The heady ’70s and ’80s were a time of vibrancy and dynamism. It was the Golden Age of Hollywood, genres such as disco, punk rock and jazz fusion were dominating the airwaves and dancefloors, and pop, conceptual and performance art were all the rage, which made celebrities of actors, musicians and artists alike. And those people had an appetite for fabulous things: among the many admirers (and buyers) of jewellery and watches of the time were icons such as Elizabeth Taylor, Sophia Loren, Andy Warhol, Miles Davis, Cary Grant and Alain Delon.

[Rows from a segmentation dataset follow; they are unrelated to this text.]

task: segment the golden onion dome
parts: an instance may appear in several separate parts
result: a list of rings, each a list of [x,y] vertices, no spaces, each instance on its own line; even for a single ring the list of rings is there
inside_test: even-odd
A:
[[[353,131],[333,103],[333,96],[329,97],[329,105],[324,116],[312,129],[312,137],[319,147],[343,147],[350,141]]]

At the centre of their orbits, the linchpin of these “beautiful people” was Yves Piaget, the dashing fourth-generation descendant of Piaget’s founder, and then-president of the company. A virtuosic social butterfly and polo enthusiast, he hosted glitzy dinner parties in Paris where he sat shoulder to shoulder with Gina Lollobrigida and Sammy Davis Jr., attended and sponsored polo tournaments in New York and Florida, and often went horse riding in the Swiss countryside.
Polo, parties and personalities—that was the environment that inspired him to create the original Piaget Polo—the brand’s first watch with a model name and not just a reference number; the dazzling full-gold timepiece with an integrated bracelet was launched in 1979. It was soon spotted on the wrists of Andy Warhol, Nancy Sinatra, Roger Moore, and the first Bond girl, actress Ursula Andress, who served as ambassador for the Piaget Polo from 1980, and wore the watch to present the winner’s trophy at the Polo World Cup in Palm Beach, Florida, the same year.

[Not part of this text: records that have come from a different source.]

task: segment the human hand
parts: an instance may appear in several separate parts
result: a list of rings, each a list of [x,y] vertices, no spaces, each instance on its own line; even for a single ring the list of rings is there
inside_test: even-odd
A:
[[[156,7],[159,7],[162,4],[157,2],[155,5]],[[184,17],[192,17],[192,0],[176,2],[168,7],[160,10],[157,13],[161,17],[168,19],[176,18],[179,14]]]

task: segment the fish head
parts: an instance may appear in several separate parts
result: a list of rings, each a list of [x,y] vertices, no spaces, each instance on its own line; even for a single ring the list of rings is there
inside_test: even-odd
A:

While other sports watches launched during the same period tended to be in stainless steel, the Piaget Polo featured links and gadroons individually carved from a single block of gold. Advertised as “the world’s ultimate sportswatch for him or her” and described as “precise, waterproof and precious”, the Piaget Polo not only furthered the maison’s reputation as an expert watchmaker, but also demonstrated its jewellery instinct and flair. The watch was fitted with Piaget’s 7P movement, at that time the world’s thinnest quartz movement, and later the 8P, which was thinner still. Variations that followed included watches set with gems, presented in two-tone yellow gold and white gold, featuring dials of opal or turquoise, enhanced with a perpetual calendar, and fitted with a leather strap instead.

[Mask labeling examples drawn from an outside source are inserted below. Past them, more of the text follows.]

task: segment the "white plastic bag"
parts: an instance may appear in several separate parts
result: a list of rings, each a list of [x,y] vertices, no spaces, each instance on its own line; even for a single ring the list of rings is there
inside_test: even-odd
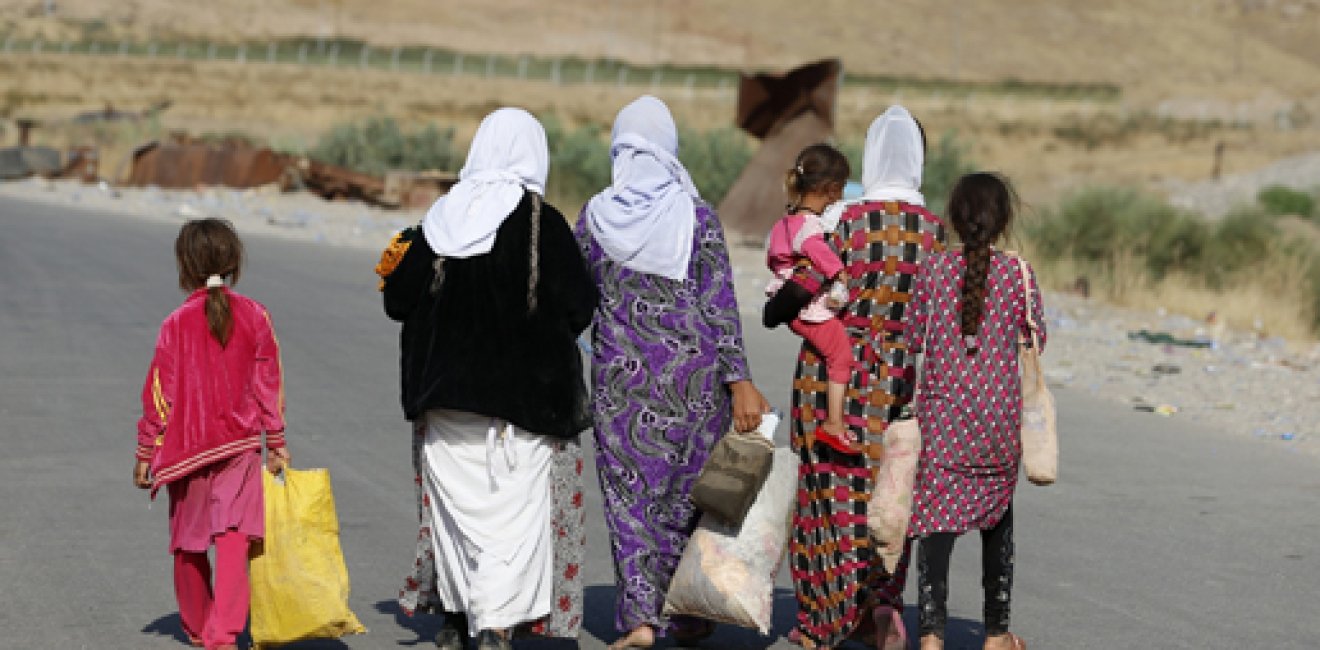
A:
[[[665,616],[694,616],[770,634],[775,573],[797,495],[797,464],[791,449],[775,449],[770,476],[742,527],[701,518],[669,583]]]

Now, the Piaget Polo makes a glamorous return to the maison as the Piaget Polo 79, a watch that retains the same full-gold expression, but with a mechanical movement (Piaget’s ultra-thin self-winding calibre 1200P1) and a more prominent case (slightly enlarged from 34mm to 38mm). Polished gadroons and brushed block links are arranged in an alternating pattern that extends throughout the entire timepiece, so that the case, bracelet and dial appear as one cohesive unit, and the watch is superbly articulated so that it sits close to the skin. But in essence, it retains the sports-chic aesthetic of its progenitor, so one can head from the pitchside to the after-party in style.